2 J. Alan Pipes Pipes
If you take a look at the pipe making greats, you will usually find one of a couple of paths into their craft. Either they were born into a home where there were pipe makers, Lars and Nanna Ivarsson come to mind of course, but so do many others, or they played with it for a bit over a long period of time, then finally put their all into the briar; Peter Matzhold comes to mind. Then we have Jeff Gracik.
J.Alan pipes are made by Jeffrey A. Burt-Gracik in lovely San Diego, California. Having chosen an ideal location to not only live and surf, but make pipes in a workshop that gets neither too cold nor too hot, Jeff is one of the very few makers worldwide that has ideal working conditions.
Born of Meadville, Pennsylvania, Princeton educated, Jeff played with making a couple of pipes in 2004 while earning his Master's degree. He then immediately became addicted to the craft and went full-time pipe maker in 2006.
Jeff Gracik does nothing by half measure, and his pipes were no exception. He didn't want to create a product that was "acceptable" but one that excelled. To this end, he devoured the PIMO book and sought advice from pipe maker Tim West. Shortly, Jeff made the pilgrimage to learn side by side with his friend and mentor, American master Todd Johnson. Pipe makers to follow included Danish carver Tonni Nielsen and American wizard Jody Davis.
Jeff's shaping aesthetic, while showing obvious influences from the likes of Todd, Jody, and Tonni, is quite impossible to pigeon hole. He never approaches a block of briar with a specific theme in mind, rather allowing his mood to combine with the dictates of the wood's grain to create something so "within the moment," that it's exact likes will never be seen again.

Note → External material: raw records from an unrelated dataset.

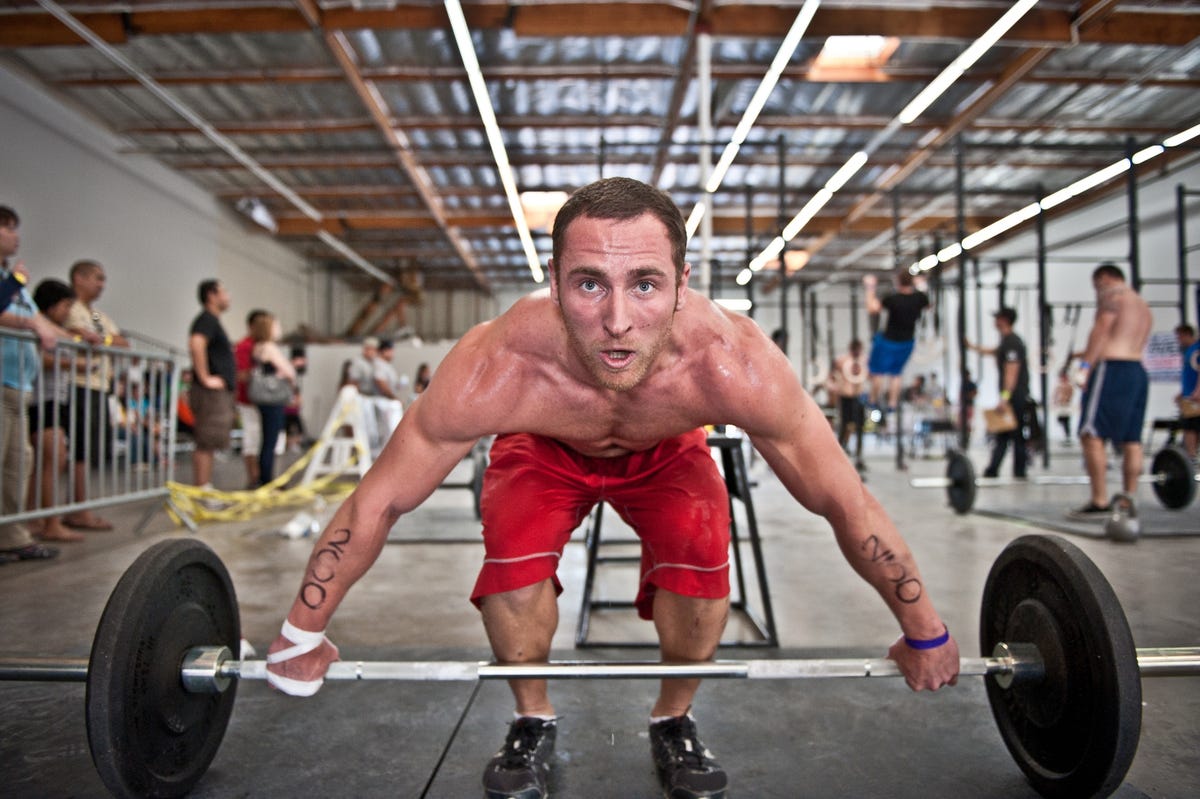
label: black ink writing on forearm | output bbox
[862,535,922,605]
[300,527,350,611]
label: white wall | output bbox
[0,68,356,348]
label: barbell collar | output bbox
[1138,647,1200,677]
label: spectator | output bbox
[28,277,85,541]
[347,336,383,397]
[250,312,296,486]
[829,338,866,471]
[62,260,130,530]
[966,308,1030,480]
[413,364,433,400]
[1068,263,1154,521]
[376,340,408,402]
[187,280,236,487]
[863,270,930,422]
[233,308,268,488]
[0,205,67,563]
[1175,324,1200,461]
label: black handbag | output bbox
[246,364,292,405]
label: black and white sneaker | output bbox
[484,716,557,799]
[1067,501,1112,522]
[650,715,728,799]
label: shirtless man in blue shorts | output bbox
[1069,264,1154,519]
[863,270,930,411]
[268,178,959,799]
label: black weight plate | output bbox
[946,451,976,513]
[1150,446,1196,510]
[86,539,241,797]
[979,535,1141,798]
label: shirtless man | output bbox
[268,178,959,799]
[1069,264,1154,519]
[863,270,930,421]
[829,338,866,471]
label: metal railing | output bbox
[0,329,184,532]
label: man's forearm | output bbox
[834,495,944,638]
[287,495,398,631]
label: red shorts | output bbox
[470,429,730,619]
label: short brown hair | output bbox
[552,178,688,283]
[250,311,275,341]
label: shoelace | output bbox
[500,722,542,769]
[662,719,712,769]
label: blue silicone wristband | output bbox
[904,629,950,649]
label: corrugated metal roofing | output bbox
[0,0,1200,292]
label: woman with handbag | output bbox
[246,313,296,486]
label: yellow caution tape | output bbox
[167,400,367,524]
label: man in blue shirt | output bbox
[0,205,67,564]
[1175,324,1200,461]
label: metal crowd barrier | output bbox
[0,329,184,528]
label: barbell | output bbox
[908,446,1200,513]
[0,535,1200,797]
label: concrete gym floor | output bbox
[0,439,1200,799]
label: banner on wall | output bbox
[1141,332,1183,383]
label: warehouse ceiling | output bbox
[0,0,1200,294]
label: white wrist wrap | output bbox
[266,619,328,696]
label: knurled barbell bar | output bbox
[908,446,1200,513]
[0,535,1200,797]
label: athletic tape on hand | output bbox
[266,619,329,696]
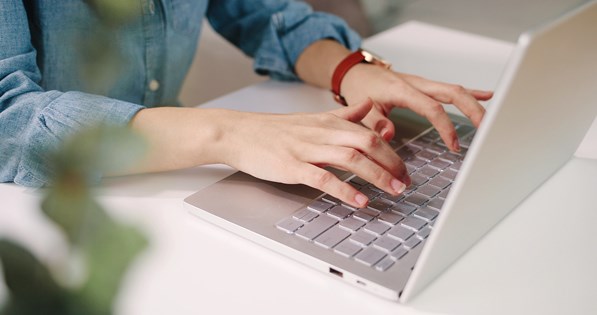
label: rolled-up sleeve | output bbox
[0,0,143,187]
[207,0,361,80]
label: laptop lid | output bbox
[401,1,597,301]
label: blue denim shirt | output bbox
[0,0,360,187]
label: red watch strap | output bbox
[332,49,365,105]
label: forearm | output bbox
[130,107,233,173]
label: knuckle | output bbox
[428,103,445,118]
[314,170,334,189]
[343,149,363,164]
[450,84,467,94]
[363,131,381,150]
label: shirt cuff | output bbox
[14,91,144,187]
[254,6,361,81]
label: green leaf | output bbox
[0,240,67,315]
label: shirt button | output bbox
[149,80,160,92]
[149,1,155,15]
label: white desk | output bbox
[0,23,597,315]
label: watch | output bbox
[332,49,392,105]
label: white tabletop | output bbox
[0,23,597,315]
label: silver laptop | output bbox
[185,1,597,302]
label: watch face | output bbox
[361,49,392,69]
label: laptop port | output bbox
[330,267,343,278]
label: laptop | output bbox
[184,1,597,303]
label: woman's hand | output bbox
[222,100,410,207]
[341,64,493,151]
[130,99,410,207]
[295,40,493,151]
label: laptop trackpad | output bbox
[185,172,322,224]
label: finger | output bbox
[396,87,460,152]
[362,106,395,141]
[308,125,410,188]
[332,98,373,122]
[307,146,407,199]
[297,163,369,208]
[405,76,489,127]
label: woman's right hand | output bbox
[218,100,410,207]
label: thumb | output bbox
[332,98,373,123]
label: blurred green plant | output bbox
[0,0,147,315]
[0,126,147,315]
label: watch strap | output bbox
[332,49,365,105]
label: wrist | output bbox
[331,49,391,105]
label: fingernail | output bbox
[400,174,412,188]
[391,179,406,194]
[354,193,369,208]
[454,137,460,152]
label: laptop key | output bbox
[427,199,445,210]
[378,211,404,225]
[350,176,369,186]
[417,184,442,199]
[308,200,332,213]
[400,217,427,231]
[334,239,363,257]
[415,165,439,178]
[276,218,304,234]
[450,161,462,171]
[439,169,458,181]
[417,225,431,239]
[292,208,317,222]
[352,209,374,222]
[314,226,350,248]
[339,217,365,232]
[375,256,394,271]
[410,174,428,186]
[296,215,338,240]
[414,207,439,221]
[360,186,381,200]
[429,176,452,189]
[396,145,421,161]
[327,206,353,220]
[390,246,408,260]
[373,236,402,253]
[390,202,417,217]
[387,225,415,242]
[429,158,452,170]
[350,230,376,246]
[378,193,404,204]
[404,237,421,250]
[404,158,427,168]
[439,152,462,163]
[354,247,386,267]
[404,192,429,206]
[417,149,438,161]
[364,220,390,235]
[321,195,341,205]
[367,198,393,211]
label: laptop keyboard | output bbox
[276,125,474,271]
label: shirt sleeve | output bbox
[0,0,143,187]
[207,0,361,80]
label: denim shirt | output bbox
[0,0,360,187]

All J.Alan pipes are shaped from exquisite blocks of top-grade briar cured and aged to make the best pieces possible. Each stem is expertly hand-cut and slotted from ebonite, cumberland, or vintage Bakelite. Perfect mouth-feel completes each piece, which is why you will never question the smoking properties of a J.Alan pipe after trying your first. Limiting use of accents for consistency and a body of work, one might occasionally find bamboo, silver (which Jeff does himself), boxwood, and a few others. Finishing only smooth or blasted pieces, each J.Alan is a full extension of the maker. Being an avid surfer, Jeff's highest grade (and rarely produced) is the "Wave." Other pieces aren't graded, but easily fit on a timeline as each is stamped with the number of production and the year. Hence, 400 10 would be his four-hundredth pipe in existence and it was made in 2010.